誰も彼もウロウロさせられている。正確な情報が入手できるまでは混乱状態である。19日はストップ高。次の20日はストップ安。そして21日(金)がまた急反発。契約は出来ないだろう。いや数量をまとめれば価格は勉強すると、むこうは言うらしい。七、八千㌧出来そうだ。

そのたびに、相場は噴いたり、崩れたりする。

筆者は、戻り売りでよいと思う。

確かに、水準が下にあるだけ動きも敏感になる。

それは、天井圏における鋭敏な反応のように、針一本落とした音にも飛びあがったりする神経のささくれた状況といってよいだろう。

この現象を見て、底値だ―という確信を強める人も多い。

あの高値から半値ではないか、しかも天災期が近い、買い下がればモノになる―という方針の人。
筆者は、そうはとらない。

①順ザヤは、さらに開くだろう
②台湾と韓国の悪役がいる限り受けても不利だ
③交易会で数量は出来ると見る
④仮りに出来なければ北京商談に商売の場が移る
⑤供給面に不安はない。

しかも相場的には、ストップ高→ストップ安、これが感心しない。

線型は先限の九千五百円を示している。

判りやすい相場だと思う。判りやすいということは、戻りを、売り上がっていく。必ずまた崩れるのである。

京橋は脇田米穀の阿竹専務は黄色いシャツを着ていた。ひっきりなしに情報が入り、情報を伝える。冴えた顔でもないし冴えない顔でもない。舞台裏の情報センターのその中心にあって、掴みかねている。難しいところのようである。

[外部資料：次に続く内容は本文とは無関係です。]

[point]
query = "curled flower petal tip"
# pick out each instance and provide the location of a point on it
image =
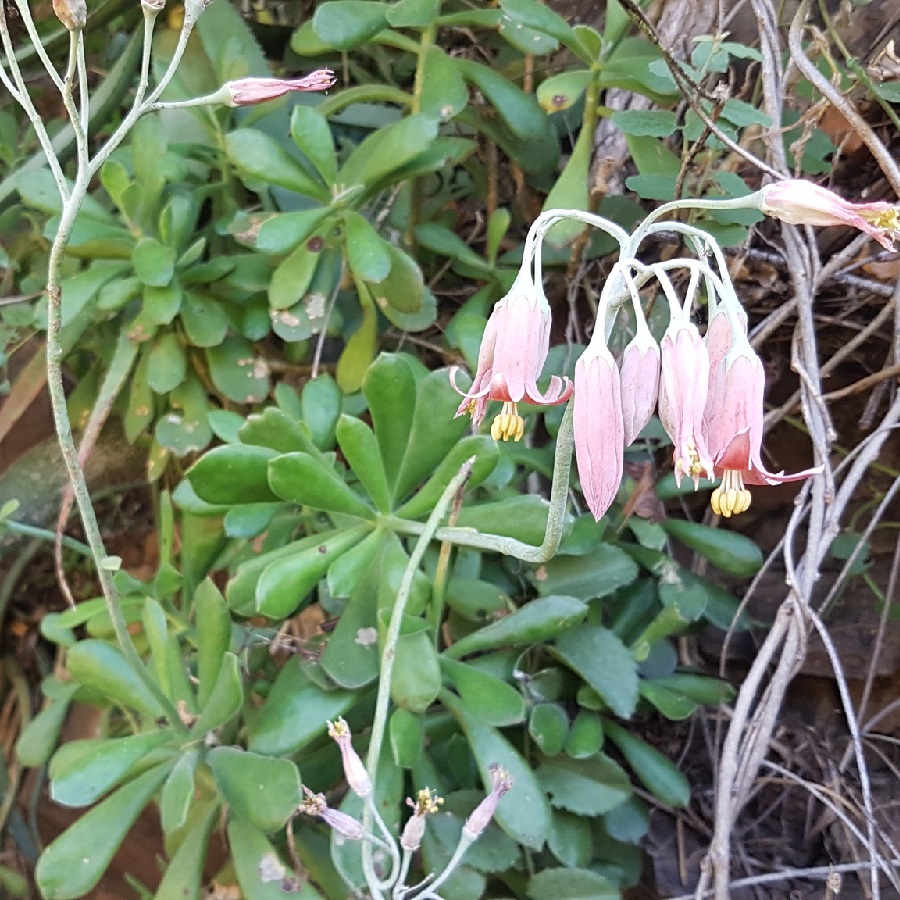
(640, 384)
(801, 202)
(510, 360)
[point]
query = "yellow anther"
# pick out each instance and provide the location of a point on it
(731, 498)
(426, 802)
(509, 424)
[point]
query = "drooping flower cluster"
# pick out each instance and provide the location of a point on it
(512, 355)
(707, 389)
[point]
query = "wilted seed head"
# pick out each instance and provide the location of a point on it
(72, 13)
(354, 770)
(316, 805)
(425, 803)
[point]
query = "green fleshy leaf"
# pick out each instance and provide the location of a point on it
(360, 448)
(537, 621)
(348, 24)
(604, 662)
(494, 701)
(81, 772)
(284, 584)
(102, 669)
(571, 884)
(295, 713)
(154, 263)
(262, 790)
(368, 255)
(301, 479)
(312, 134)
(523, 813)
(390, 389)
(386, 150)
(73, 863)
(658, 774)
(237, 371)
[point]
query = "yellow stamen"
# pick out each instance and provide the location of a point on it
(426, 802)
(690, 466)
(888, 220)
(731, 497)
(509, 424)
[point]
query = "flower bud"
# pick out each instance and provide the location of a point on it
(483, 813)
(354, 770)
(72, 13)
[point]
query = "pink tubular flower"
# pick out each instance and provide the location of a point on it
(344, 825)
(734, 421)
(599, 430)
(640, 383)
(72, 13)
(800, 202)
(683, 389)
(512, 355)
(354, 770)
(249, 91)
(483, 813)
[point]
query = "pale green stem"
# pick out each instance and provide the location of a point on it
(75, 117)
(383, 697)
(389, 844)
(400, 888)
(144, 79)
(555, 215)
(138, 110)
(34, 37)
(72, 202)
(751, 201)
(70, 454)
(556, 514)
(23, 98)
(466, 839)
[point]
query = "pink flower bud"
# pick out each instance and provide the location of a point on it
(512, 355)
(414, 830)
(249, 91)
(640, 383)
(483, 813)
(72, 13)
(800, 202)
(598, 427)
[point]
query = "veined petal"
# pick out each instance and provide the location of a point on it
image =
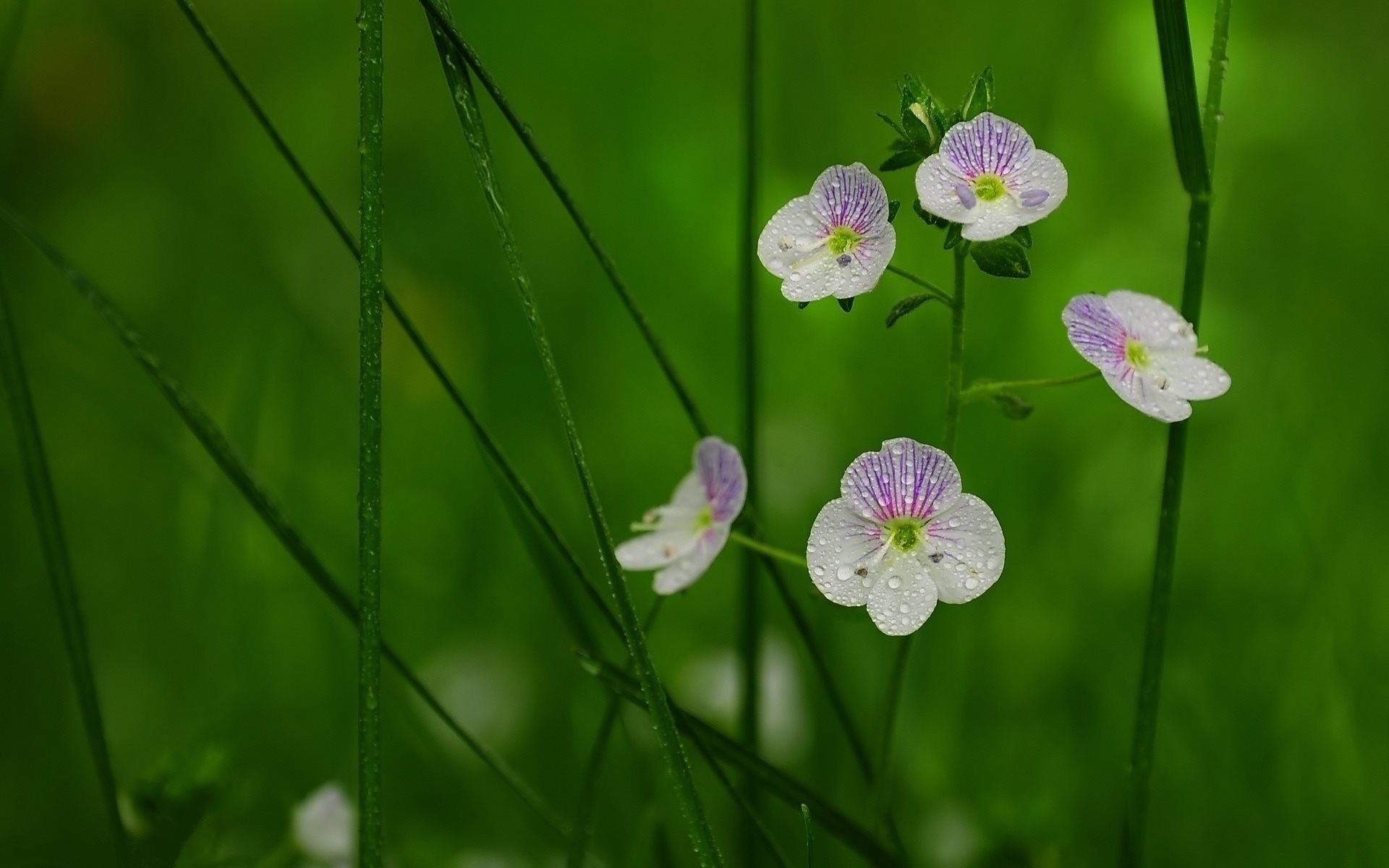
(1095, 331)
(903, 478)
(691, 566)
(1153, 321)
(842, 553)
(1191, 377)
(1144, 392)
(938, 190)
(902, 599)
(723, 478)
(987, 145)
(658, 549)
(969, 540)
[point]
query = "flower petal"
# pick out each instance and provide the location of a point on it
(658, 549)
(842, 553)
(1192, 377)
(723, 478)
(902, 599)
(970, 543)
(987, 143)
(1095, 331)
(1153, 321)
(904, 478)
(1145, 393)
(938, 191)
(694, 563)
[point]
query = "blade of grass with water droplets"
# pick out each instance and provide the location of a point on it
(60, 567)
(214, 442)
(470, 119)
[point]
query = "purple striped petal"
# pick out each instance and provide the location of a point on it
(987, 145)
(720, 469)
(904, 478)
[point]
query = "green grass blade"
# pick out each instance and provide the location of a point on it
(749, 610)
(489, 446)
(770, 778)
(214, 442)
(1180, 78)
(439, 16)
(60, 569)
(470, 117)
(370, 835)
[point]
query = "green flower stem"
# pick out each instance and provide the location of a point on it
(982, 391)
(60, 569)
(370, 838)
(927, 285)
(1195, 157)
(759, 546)
(700, 833)
(489, 446)
(749, 610)
(220, 451)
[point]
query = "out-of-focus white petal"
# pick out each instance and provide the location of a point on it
(902, 599)
(326, 825)
(969, 540)
(689, 567)
(842, 553)
(1145, 393)
(658, 549)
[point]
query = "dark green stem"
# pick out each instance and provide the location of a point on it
(700, 833)
(368, 456)
(60, 569)
(1195, 157)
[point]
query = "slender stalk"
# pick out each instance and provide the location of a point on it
(924, 284)
(489, 446)
(368, 456)
(220, 451)
(60, 569)
(982, 391)
(749, 611)
(694, 809)
(1195, 156)
(759, 546)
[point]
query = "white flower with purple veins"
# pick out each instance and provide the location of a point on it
(1146, 352)
(835, 242)
(902, 537)
(687, 535)
(990, 176)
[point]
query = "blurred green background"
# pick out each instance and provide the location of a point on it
(124, 143)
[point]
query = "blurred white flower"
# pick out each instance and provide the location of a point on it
(688, 534)
(1146, 352)
(326, 827)
(990, 178)
(902, 537)
(833, 242)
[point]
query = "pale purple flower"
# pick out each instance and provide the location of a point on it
(685, 535)
(990, 176)
(835, 242)
(902, 537)
(1146, 352)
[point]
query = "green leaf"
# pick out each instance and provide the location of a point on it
(906, 306)
(1011, 406)
(980, 98)
(1003, 258)
(899, 161)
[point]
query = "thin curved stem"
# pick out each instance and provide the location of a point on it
(982, 391)
(1197, 158)
(931, 288)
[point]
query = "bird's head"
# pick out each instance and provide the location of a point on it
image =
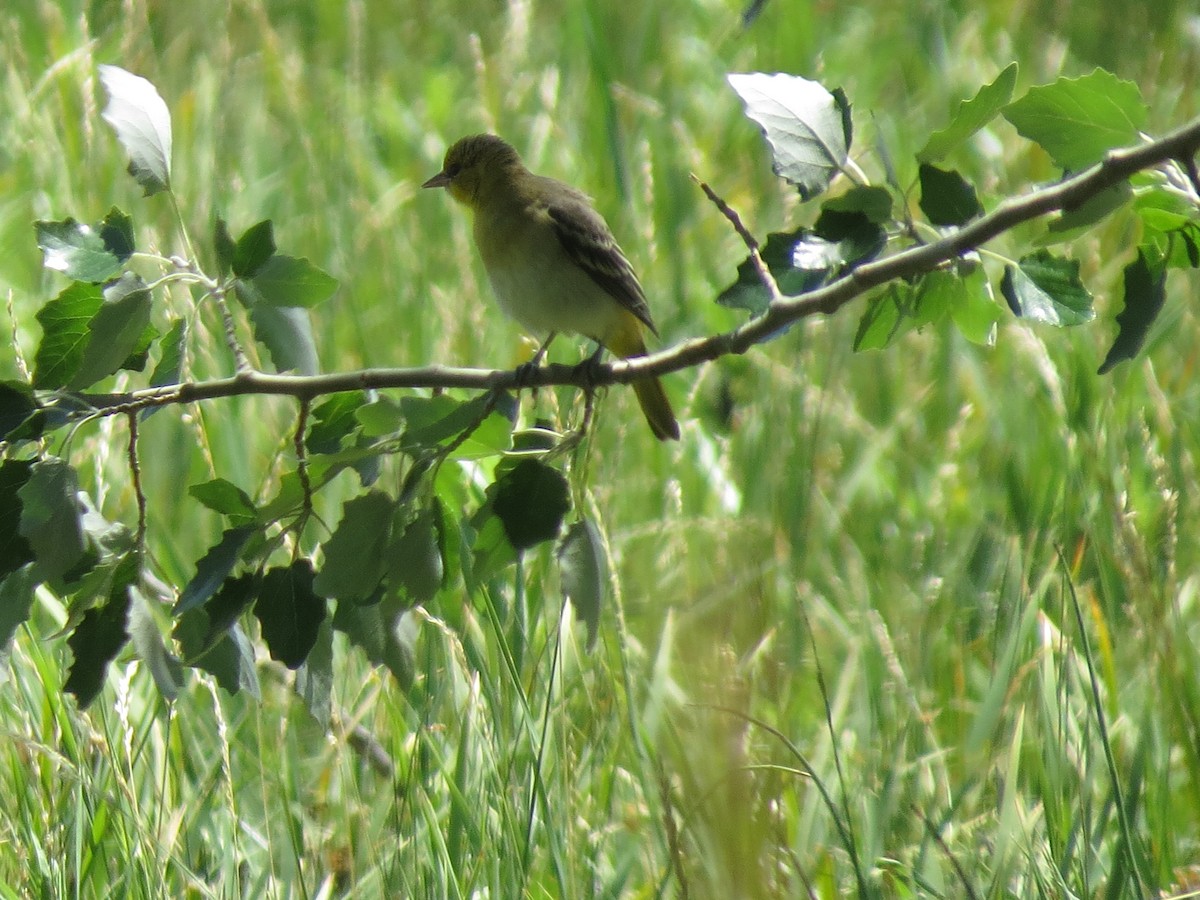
(474, 166)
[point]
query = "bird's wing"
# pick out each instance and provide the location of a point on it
(587, 240)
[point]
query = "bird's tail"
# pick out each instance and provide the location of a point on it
(657, 408)
(625, 342)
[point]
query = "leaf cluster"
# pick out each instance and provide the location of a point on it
(418, 532)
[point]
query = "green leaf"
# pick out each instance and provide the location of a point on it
(1077, 120)
(165, 666)
(90, 253)
(171, 361)
(1075, 221)
(289, 281)
(971, 115)
(381, 417)
(491, 549)
(115, 331)
(16, 603)
(228, 604)
(808, 127)
(117, 231)
(886, 318)
(109, 540)
(531, 501)
(355, 555)
(382, 634)
(435, 420)
(333, 421)
(1047, 288)
(142, 121)
(214, 568)
(253, 249)
(1170, 227)
(873, 202)
(585, 574)
(414, 558)
(15, 549)
(101, 635)
(287, 334)
(231, 659)
(65, 336)
(223, 246)
(1145, 292)
(289, 612)
(315, 678)
(804, 261)
(973, 309)
(946, 197)
(226, 498)
(49, 517)
(21, 417)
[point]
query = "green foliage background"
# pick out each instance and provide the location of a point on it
(871, 553)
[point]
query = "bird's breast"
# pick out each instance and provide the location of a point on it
(538, 285)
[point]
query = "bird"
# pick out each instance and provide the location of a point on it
(552, 261)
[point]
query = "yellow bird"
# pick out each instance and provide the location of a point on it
(552, 261)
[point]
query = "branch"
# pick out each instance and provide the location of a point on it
(1117, 166)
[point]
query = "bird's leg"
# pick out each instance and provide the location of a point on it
(526, 370)
(589, 367)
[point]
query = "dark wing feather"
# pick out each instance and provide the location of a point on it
(587, 240)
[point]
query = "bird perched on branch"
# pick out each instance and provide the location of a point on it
(552, 261)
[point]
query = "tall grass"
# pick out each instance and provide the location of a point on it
(917, 623)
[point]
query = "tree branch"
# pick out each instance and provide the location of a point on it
(1180, 145)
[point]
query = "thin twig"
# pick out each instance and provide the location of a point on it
(303, 456)
(756, 259)
(1116, 167)
(136, 478)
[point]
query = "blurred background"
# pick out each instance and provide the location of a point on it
(855, 573)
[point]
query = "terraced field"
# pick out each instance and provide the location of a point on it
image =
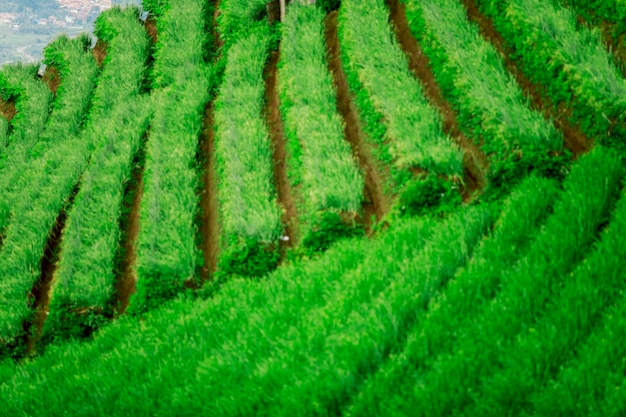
(371, 208)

模索する穀物市場。映画の題名なら『四月の十日間』とでもいうべきか。情報を追うと、情報にふりまわされる。

相場は相場に聞くしかないのだ。

いまの一連の動きは万円割れ時代の陣痛みたいなものと思う。

全限万円割れ。それにはやはり抵抗がある。無痛分娩ということもあるが、やはり陣痛は自然の姿である。

大衆も強気になり、因果玉を持っている買い方も成り行き上、強気を通すけれど相場は悪い。

●編集部注
相場にコンセンサスは存在しない。ただ価格の〝慣れ〟はあるだろう。

買い方にとっては見れば、万円割れは突撃の合図でもある。その後この価格に皆が慣れると、上にせよ下にせよ相場は次の場面を目指すのだ。